Design and validation of a model for improving the quality of clinical education for medical students at Qom University of Medical Sciences: a mixed-method research
Subject Areas : Instructional Excellence of management
fatemeh sadat saadatfard
1
,
Gholamreza Sharifirad
2
,
Siamak Mohebi
3
,
Zabihollah Gharlipour
4
1 - ph.D. Student, Depatment of Educational Sciences, Qom Branch, Islamic Azad University, Qom,
2 - Department of Health Education and Promotion, Faculty of Health, Qom University of Medical Sciences, Qom, Iran
3 - Department of Health Education ; Health Promotion, Faculty of Health, Qom University of Medical Sciences, Qom, Iran.

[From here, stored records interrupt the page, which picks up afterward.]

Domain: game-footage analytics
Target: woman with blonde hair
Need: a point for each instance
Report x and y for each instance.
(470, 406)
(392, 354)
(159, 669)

4 - Department of Health Education and Promotion, Faculty of Health, Qom University of Medical Sciences, Qom, Iran
Keywords: Case Study, Clinical Education, Medical Students, Quality Improvement, Quality of Clinical Education,
Abstract :
Background and Objectives:
Clinical education is a crucial process in training medical students, playing a fundamental role in shaping their professional capabilities and competencies. It is a vital and key component in developing physicians responsible for maintaining and promoting community health. With the increasing importance of health care at various levels of the medical system and especially in dealing with patients, the improvement of clinical skills through appropriate clinical training has become essential and is regarded as a critical process in the academic activities of medical students. Given that learning in clinical environments is influenced by various factors—such as clinical setting, student characteristics, workplace challenges, social networks, and prior knowledge and skills—guiding and supporting medical students during clinical training is a highly complex and multidimensional task. Hence, this study aimed to design and validate a model for improving the quality of clinical education for medical students at Qom University of Medical Sciences, and to evaluate the current state of related components from students’ perspectives.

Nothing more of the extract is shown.